7.3.2 Epigenetic Effects

Epigenetics are critical to physiological processes that require long-term changes to the cell’s gene expression program, e.g. during embryogenesis epigenetic process ensure that distinct cell populations develop from the initial omnipotent stem cells that then make up the different germ layers or later on the distinct tissue lineages. Within the body such processes are also continuously active during the cell’s terminal differentiation. For example, epigenetic changes ensure that cells are associated with fixed lineages and that differentiation follows specific pathways.

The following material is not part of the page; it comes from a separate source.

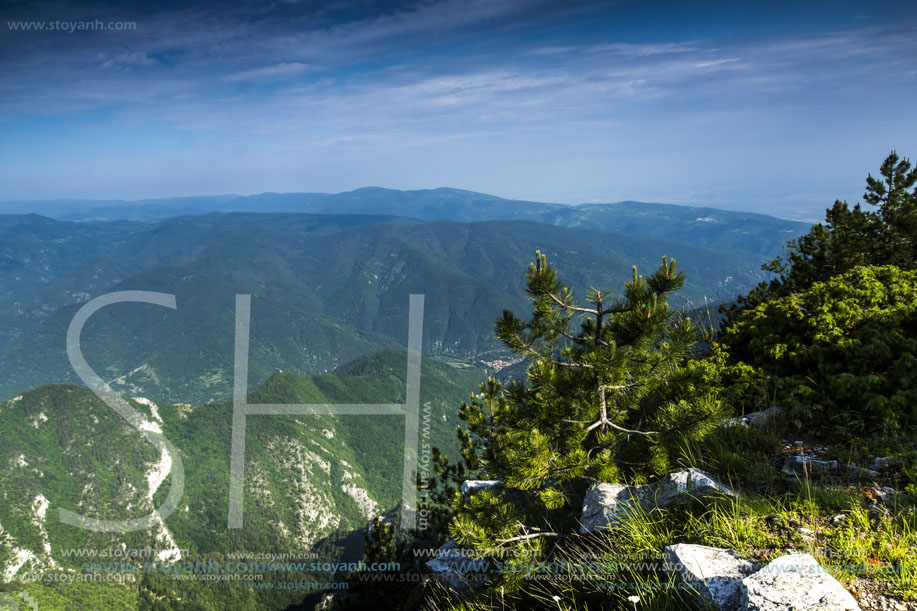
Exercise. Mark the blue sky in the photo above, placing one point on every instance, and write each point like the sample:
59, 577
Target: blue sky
766, 106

Environmental factors such as exposure to specific chemical can change the balance of these epigenetic processes. Thus, exposure to environmental factors during early pregnancy could allow the developing embryo to adapt to the environment it will be born into. These epigenetic changes in the embryo may therefore affect the phenotype of the offspring in profound ways: For example, severe war-time famine in the so-called Dutch Hunger Winter at the end of World War II lead to adverse metabolic profiles (suboptimal glucose handling, higher body mass index (BMI), elevated total and low-density lipoprotein (LDL) cholesterol) in the off-spring of pregnant mothers exposed to these events. It is becoming increasingly clear that these effects can also affect the next generation (grand children) e.g. affecting their likelihood to develop diabetes in later life {Wei, Schatten, and Sun (2015)}.

See also20

Mutations and epimutations lead to heritable changes that can lead to cell transformation and can be passed on to daughter cells.